With the exceptions noted above, the Bass Rocks area has retained its residential character from 1927 (when the zoning ordinance was passed) down to the time of the 1953
amendment. The land for which the permit is granted "has no special peculiarity or noteworthy characteristic which distinguishes it from other land in the area."
On these facts was the judge below justified in concluding that the decision of the board was arbitrary and capricious? We are of opinion that, though there is room for disagreement as to the wisdom of granting the permit, it cannot be said that its decision was the result of whim or caprice or that it permits a use not contemplated by the ordinance. True, the judge also found that the proposed site was readily adaptable and best suited for the construction of single family residences; that the "highest value of the . . . land and structures thereon will be best maintained by the retention of the residential character of this area"; that the construction and operation of a motel in the area will radically change its residential character, will cause an influx of transients, and will intensify automobile traffic upon narrow roads presently constructed and designed for a secluded area; and that the construction of a motel "could prevent that area from being developed as a high class residential district." But these are at most conclusions from facts found by the judge or expressions of opinion which are contrary to the established policy of the ordinance that any single residence district is a possible site for a motel.

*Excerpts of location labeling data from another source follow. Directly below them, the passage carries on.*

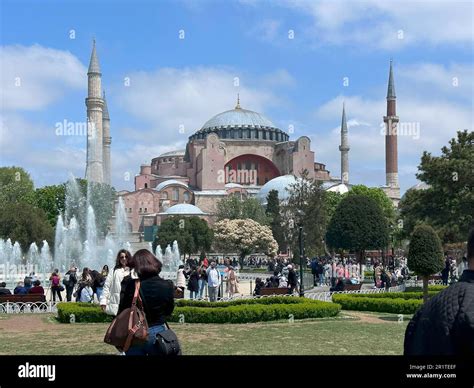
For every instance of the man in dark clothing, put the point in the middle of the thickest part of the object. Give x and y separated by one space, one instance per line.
4 290
445 324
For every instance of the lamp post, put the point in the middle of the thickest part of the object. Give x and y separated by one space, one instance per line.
301 259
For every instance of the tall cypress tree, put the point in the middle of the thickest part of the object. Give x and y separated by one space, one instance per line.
273 212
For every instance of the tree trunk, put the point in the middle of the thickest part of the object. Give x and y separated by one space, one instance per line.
425 289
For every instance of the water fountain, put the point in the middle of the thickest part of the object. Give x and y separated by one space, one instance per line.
77 242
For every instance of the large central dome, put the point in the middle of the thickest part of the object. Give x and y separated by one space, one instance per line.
241 124
238 118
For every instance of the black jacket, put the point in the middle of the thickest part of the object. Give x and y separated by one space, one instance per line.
158 295
445 324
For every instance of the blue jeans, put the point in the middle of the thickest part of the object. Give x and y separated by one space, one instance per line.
147 348
99 291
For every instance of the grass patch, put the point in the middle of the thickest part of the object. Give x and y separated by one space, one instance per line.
378 304
346 334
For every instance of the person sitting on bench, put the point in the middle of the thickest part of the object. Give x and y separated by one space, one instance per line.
4 290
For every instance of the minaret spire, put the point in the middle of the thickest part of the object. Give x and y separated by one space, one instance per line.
95 105
107 141
344 148
94 62
391 84
391 128
238 102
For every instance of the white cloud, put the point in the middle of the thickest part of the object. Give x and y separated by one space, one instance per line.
377 23
170 98
267 30
34 77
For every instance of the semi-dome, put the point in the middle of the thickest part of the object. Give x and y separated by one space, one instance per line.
242 124
173 153
170 182
184 209
282 184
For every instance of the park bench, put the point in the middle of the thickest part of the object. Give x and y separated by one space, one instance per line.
352 287
274 291
28 298
178 294
28 301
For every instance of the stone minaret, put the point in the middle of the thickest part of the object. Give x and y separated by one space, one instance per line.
391 121
107 141
95 105
344 148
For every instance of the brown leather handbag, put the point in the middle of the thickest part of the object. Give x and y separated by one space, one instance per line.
130 326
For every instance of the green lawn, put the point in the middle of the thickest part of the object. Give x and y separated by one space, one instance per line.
351 333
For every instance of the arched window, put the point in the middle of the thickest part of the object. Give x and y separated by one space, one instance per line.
187 197
175 195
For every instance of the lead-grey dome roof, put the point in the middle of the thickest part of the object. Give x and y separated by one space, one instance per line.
241 123
238 118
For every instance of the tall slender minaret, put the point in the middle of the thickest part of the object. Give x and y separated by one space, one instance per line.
95 105
107 141
391 121
344 148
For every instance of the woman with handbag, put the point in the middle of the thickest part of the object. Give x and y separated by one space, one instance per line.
153 294
110 295
56 287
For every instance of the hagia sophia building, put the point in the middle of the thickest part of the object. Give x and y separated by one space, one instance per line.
236 152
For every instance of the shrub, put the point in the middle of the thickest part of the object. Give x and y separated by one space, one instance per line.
83 312
396 295
253 312
237 311
237 302
380 304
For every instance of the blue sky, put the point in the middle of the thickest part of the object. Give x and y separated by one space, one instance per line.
175 82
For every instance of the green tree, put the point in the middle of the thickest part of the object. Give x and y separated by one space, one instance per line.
101 196
192 234
244 237
425 254
16 186
358 225
276 224
233 207
379 196
332 200
51 199
26 224
306 206
448 202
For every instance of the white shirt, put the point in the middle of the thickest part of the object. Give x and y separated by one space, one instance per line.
87 294
213 277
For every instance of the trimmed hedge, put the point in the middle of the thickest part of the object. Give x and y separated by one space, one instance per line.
254 312
238 311
237 302
396 295
430 288
377 304
83 312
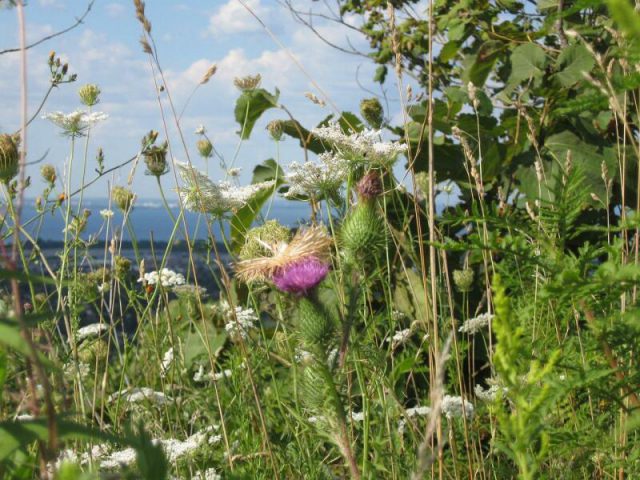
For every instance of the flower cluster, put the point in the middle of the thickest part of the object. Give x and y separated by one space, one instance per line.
455 407
167 278
317 179
75 123
239 320
362 146
200 194
474 325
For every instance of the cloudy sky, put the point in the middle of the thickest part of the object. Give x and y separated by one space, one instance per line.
190 37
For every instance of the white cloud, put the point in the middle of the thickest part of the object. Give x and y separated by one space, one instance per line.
233 18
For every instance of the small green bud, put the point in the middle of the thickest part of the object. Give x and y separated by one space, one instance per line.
89 95
122 197
48 173
9 157
205 148
363 233
463 279
257 239
371 110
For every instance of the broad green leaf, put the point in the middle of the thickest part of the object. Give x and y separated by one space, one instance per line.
572 64
251 104
244 217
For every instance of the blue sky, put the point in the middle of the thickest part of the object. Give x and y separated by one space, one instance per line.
191 36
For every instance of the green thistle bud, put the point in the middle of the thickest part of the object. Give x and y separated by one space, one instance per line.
463 279
155 157
48 173
275 129
250 82
205 148
89 95
122 197
371 110
316 327
9 157
363 233
257 239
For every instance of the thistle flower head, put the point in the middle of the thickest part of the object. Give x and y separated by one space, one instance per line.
310 243
301 276
9 157
76 123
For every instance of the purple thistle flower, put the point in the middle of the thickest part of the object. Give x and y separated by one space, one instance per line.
301 276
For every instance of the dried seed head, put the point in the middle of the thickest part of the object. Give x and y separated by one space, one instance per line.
370 186
205 148
250 82
275 128
9 157
372 112
89 95
48 173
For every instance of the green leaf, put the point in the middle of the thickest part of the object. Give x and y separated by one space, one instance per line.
251 104
244 217
572 63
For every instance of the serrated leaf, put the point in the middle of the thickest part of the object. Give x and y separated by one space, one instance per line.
250 106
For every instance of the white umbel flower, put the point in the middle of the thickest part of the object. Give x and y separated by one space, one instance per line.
315 179
363 147
455 407
135 395
200 194
92 330
474 325
167 278
75 123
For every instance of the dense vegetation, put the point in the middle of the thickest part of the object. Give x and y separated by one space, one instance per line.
493 337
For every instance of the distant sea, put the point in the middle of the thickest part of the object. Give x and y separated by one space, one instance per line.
149 221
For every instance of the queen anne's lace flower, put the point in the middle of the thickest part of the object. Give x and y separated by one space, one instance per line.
474 325
200 194
76 123
167 278
362 146
316 179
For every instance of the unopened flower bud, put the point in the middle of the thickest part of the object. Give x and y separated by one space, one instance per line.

The decree is reversed and a decree is to be entered stating that the decision of the board did not exceed its authority; that no modification of its decision is required; and that the clerk of the court within thirty days after the entry of the decree send an attested copy thereof to the board of appeals of Gloucester. Co-Ray Realty Co. Inc. v. Board of Zoning Adjustment of Boston, 328 Mass. 103 , 109.
[Note p115-1] Prior to the amendment "auto trailer camps, overnight cabins, or tourist camps" were permitted in single residence districts in part of the city, but not in the area here involved, and then only after permission granted by the municipal council. Both before and after the amendment hotels could be constructed and operated in single residence districts if permitted by the board of appeals.
[Note p117-1] That section provides that zoning "ordinances or by-laws may provide that the board may, in appropriate cases and subject to appropriate conditions and safeguards, make special exceptions to the terms of the ordinances or by-laws in harmony with their general purpose and intent, and in accordance with general or specific rules therein contained" and the board of appeals is empowered to "hear and decide requests for special permits upon which such board is required to pass under such ordinance or by-law."